Abstract 1710P
Background
Although eligibility criteria are an essential component of clinical trial design, overly restrictive criteria contribute to low accrual and poor generalizability of study results. To make trials more inclusive, there has been an increasing interest in broadening eligibility criteria, but how this affects patient safety remains unclear. In the Drug Rediscovery Protocol (DRUP, NCT02925234), protocol exceptions that were granted by the study team, taking into account the balance of potential benefits and risks, were analyzed. Here we describe the impact of these protocol waivers on patient safety and treatment efficacy.
Methods
DRUP is a Dutch multicentred, non-randomized, pan-cancer platform trial in which treatment-refractory patients are treated with targeted- and immunotherapies outside their registered indications, based on their tumor molecular profile. We collected data of all included patients for whom a waiver was granted and analyzed them in terms of treatment safety and efficacy. Also, safety and efficacy outcomes of these patients were compared to those of patients that did not need a waiver to participate.
Results
Between September 1, 2016, and September 1, 2021, 1019 patients were included in DRUP. In total, 88 protocol waivers were granted for 82 patients (8%). Most waivers were granted for general- or drug-related eligibility criteria (44%). For 32 of 82 patients that received a waiver (39%), 49 SAEs regardless of relationship to study treatment, were reported. For the included patients without a waiver (n=937), 666 SAEs were reported in 385 patients (41%, p = 0.81). The clinical benefit rate (CBR; either objective response or stable disease (SD) ≥ 16 weeks) of patients for whom a waiver was granted was 40% (14 patients (17%) with a partial response and 19 (23%) with SD ≥ 16 weeks), compared to a CBR of 33% in the non-waiver population (p = 0.43).
Conclusions
Safety and clinical benefit were preserved in patients for whom a waiver was granted in DRUP. Our data advocate omittance of ‘old’ unnecessarily strict safety criteria when setting up molecularly driven trials and support a more personalized approach in assessing eligibility criteria, especially in trials with therapeutic intent for patients without other treatment options.

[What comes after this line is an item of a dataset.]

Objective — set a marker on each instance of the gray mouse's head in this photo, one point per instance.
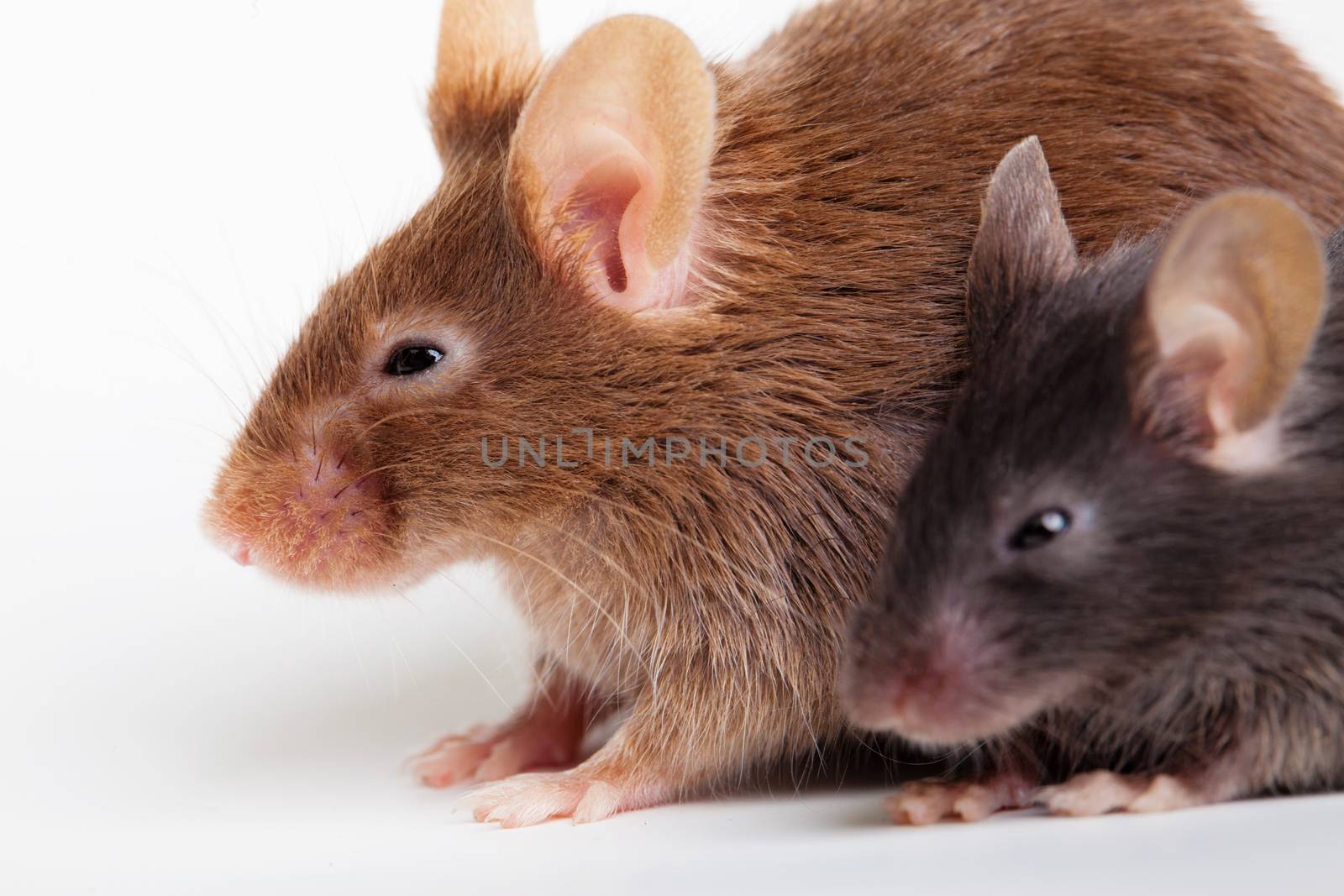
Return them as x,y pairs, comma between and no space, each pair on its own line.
1075,520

Clinical trial identification
NCT02925234.
Editorial acknowledgement
Legal entity responsible for the study
The Netherlands Cancer Institute.
Funding
Stelvio for Life Foundation: funding; Dutch Cancer Society (KWF): funding; Hartwig Medical Foundation (HMF): genome sequencing; Pharmaceutical partners (Amgen, AstraZeneca, Bayer, Bristol Myers Squibb, Clovis, Eisai, Janssen, Lilly, Merck, Novartis, Pfizer, Roche): funding and study drugs.
Disclosure
All authors have declared no conflicts of interest.